A Times Editorial
Bungling Scientology case
Medical Examiner Joan Wood's mishandling of the autopsy report in the
death of Lisa McPherson creates questions of Wood's credibility.
St. Petersburg Times
June 14, 2000
It was a sad day Monday in Pinellas County when State Attorney Bernie
McCabe dropped all charges against the Church of Scientology in the death
of Lisa McPherson.
Sad because the incompetence of Medical Examiner Joan Wood was exposed too
late to save an important criminal case.
Sad because McCabe could find no way to bring to justice those who
callously allowed McPherson to suffer and die without seeking prompt
medical attention for the incapacitated woman.
Sad because the bullying Church of Scientology has won again with its
mixture of seemingly unlimited resources and intimidation.
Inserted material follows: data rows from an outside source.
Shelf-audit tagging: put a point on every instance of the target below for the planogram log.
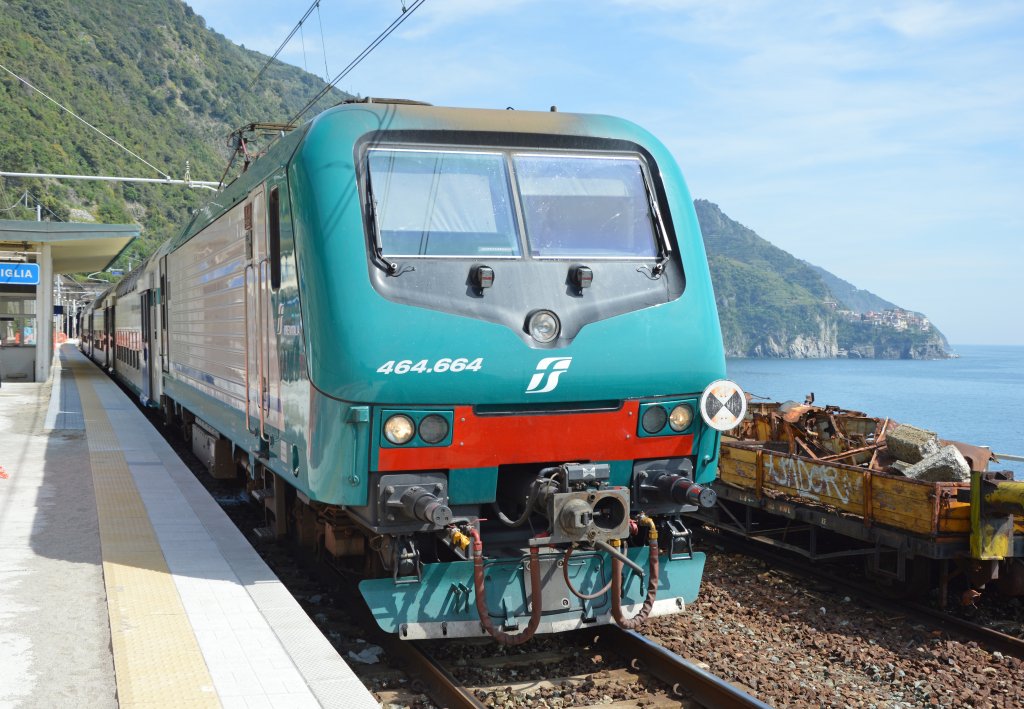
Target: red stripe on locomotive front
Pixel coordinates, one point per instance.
(488, 441)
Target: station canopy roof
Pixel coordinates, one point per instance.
(75, 247)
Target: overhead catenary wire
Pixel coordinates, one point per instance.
(320, 18)
(284, 44)
(82, 120)
(406, 13)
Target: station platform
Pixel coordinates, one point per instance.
(123, 583)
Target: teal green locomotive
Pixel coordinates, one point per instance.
(472, 355)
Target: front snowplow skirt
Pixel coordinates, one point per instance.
(442, 602)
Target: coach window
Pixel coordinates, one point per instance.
(274, 237)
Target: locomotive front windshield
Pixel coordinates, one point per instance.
(459, 203)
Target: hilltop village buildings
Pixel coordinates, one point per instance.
(895, 318)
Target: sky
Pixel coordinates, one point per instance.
(883, 140)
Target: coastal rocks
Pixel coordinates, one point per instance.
(911, 445)
(946, 465)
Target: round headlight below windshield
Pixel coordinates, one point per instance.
(399, 429)
(543, 326)
(653, 419)
(433, 428)
(681, 417)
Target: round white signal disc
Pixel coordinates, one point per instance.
(723, 405)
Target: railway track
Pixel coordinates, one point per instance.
(869, 594)
(679, 682)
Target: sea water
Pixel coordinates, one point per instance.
(977, 398)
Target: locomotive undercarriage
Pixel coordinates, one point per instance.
(580, 544)
(594, 552)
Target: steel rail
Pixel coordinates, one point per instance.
(435, 680)
(683, 676)
(867, 593)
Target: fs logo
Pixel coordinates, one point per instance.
(549, 367)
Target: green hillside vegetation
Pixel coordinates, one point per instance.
(854, 298)
(150, 74)
(773, 304)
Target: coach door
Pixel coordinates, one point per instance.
(164, 353)
(110, 339)
(144, 365)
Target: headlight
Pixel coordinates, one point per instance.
(399, 429)
(543, 326)
(653, 419)
(681, 417)
(433, 428)
(723, 405)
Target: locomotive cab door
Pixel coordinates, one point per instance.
(257, 394)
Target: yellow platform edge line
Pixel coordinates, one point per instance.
(157, 659)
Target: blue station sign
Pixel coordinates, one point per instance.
(18, 274)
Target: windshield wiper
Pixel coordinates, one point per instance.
(379, 259)
(655, 216)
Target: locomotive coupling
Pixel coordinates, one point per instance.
(670, 482)
(580, 507)
(410, 501)
(423, 505)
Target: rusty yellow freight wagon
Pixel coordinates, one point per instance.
(823, 482)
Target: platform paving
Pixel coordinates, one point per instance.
(122, 583)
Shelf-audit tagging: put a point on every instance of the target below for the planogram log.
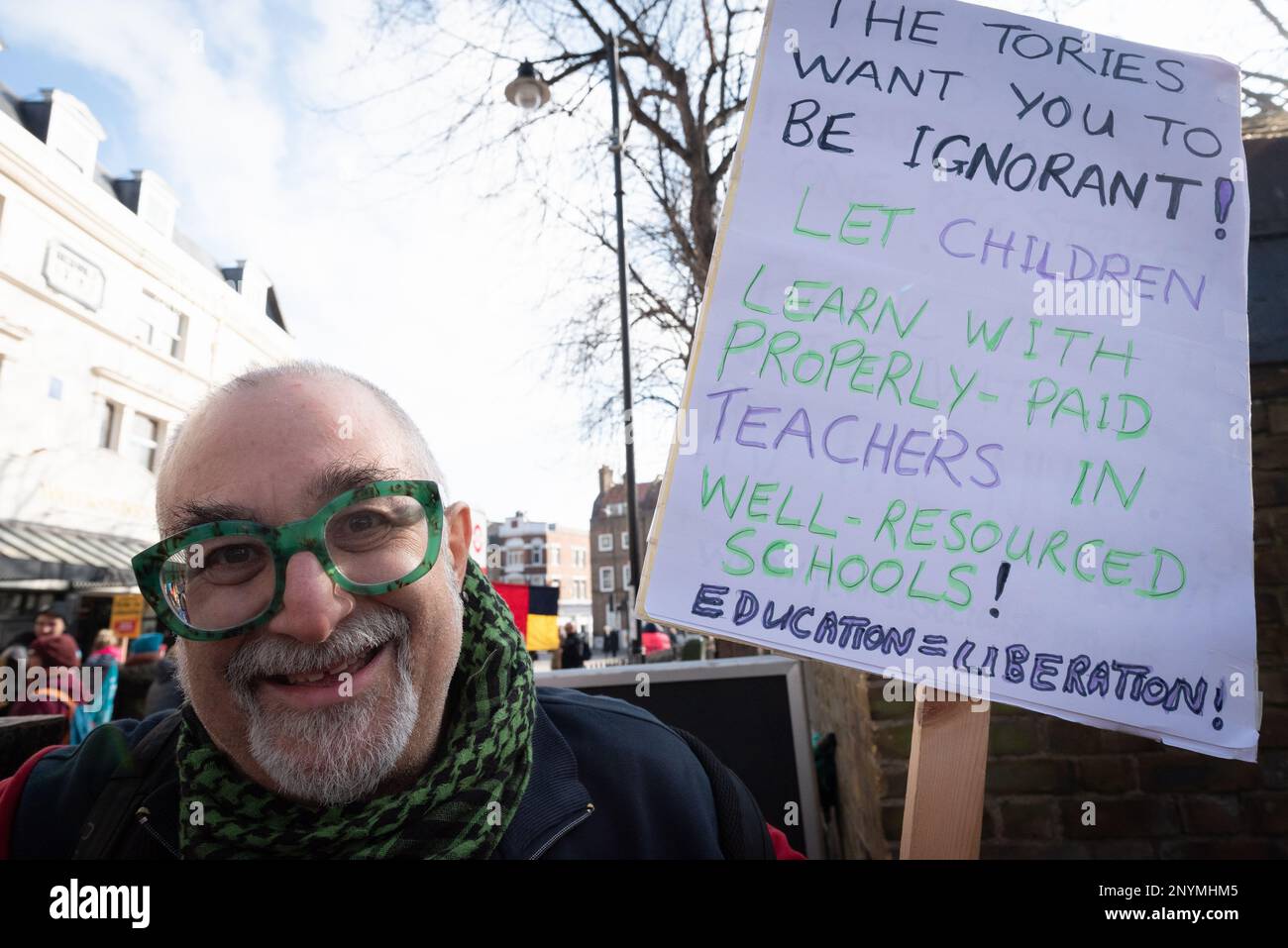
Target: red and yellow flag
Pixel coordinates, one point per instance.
(536, 613)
Sadness is not an emotion that will fix what is wrong, however. Pinellas
County residents should demand that those who failed their duty in the
Lisa McPherson case be held accountable.
They can start with Joan Wood. While Wood has served as Pinellas-Pasco
medical examiner since 1982, it is clear that she and her office have
slipped in recent years.
When McPherson, a Scientologist in Clearwater, suffered a mental breakdown
following a minor automobile accident, fellow Scientologists kept her
isolated and sometimes restrained in a hotel room, force-feeding her
medicine without a doctor's visit. Seventeen days later, the 36-year-old
woman was delivered to a hospital -- dead.
The autopsy was crucial to a criminal prosecution, yet Wood assigned it to
a troubled employee whom she distrusted; he quit before the work was
completed. Wood then finished the autopsy report, but pressed by
Scientology's experts she later changed crucial conclusions in the
document.
Her behavior in the case has been erratic, even bizarre. In a memo earlier
this year with the subject line "Urgent!!!!!!!!!!!!!!!!!!!!" Wood pleaded
with a colleague to support her in the McPherson case -- "Life and career
at stake!" she wrote.
After taking a recent sworn statement from Wood, Assistant State Attorney
Douglas Crow concluded that "her inability to coherently explain her
decision even under benign questioning by me is completely perplexing."
And Crow recommended dropping felony charges -- abuse of a disabled adult
and practicing medicine without a license -- against the Church of
Scientology. "The actions and testimony of Dr. Wood, a forensic witness
essential to the state's case, have so muddled the equities and underlying
facts in this case. . . that it has undermined what began as a strong
legal position," he wrote.
The medical examiner's conduct has spoiled this important case, and it
threatens the outcome of others, as well. One defense attorney in an
unrelated murder trial has already quizzed Wood about her handling of the
McPherson autopsy. And other lawyers, including Pinellas-Pasco Public
Defender Bob Dillinger, are questioning her credibility.
Re-appointment of Wood to another three-year term as medical examiner is
awaiting a decision by Gov. Jeb Bush, who should question her fitness for
the job.
Wood should not let the issue get that far. Her sense of decency and
integrity should tell her the right thing to do is to resign.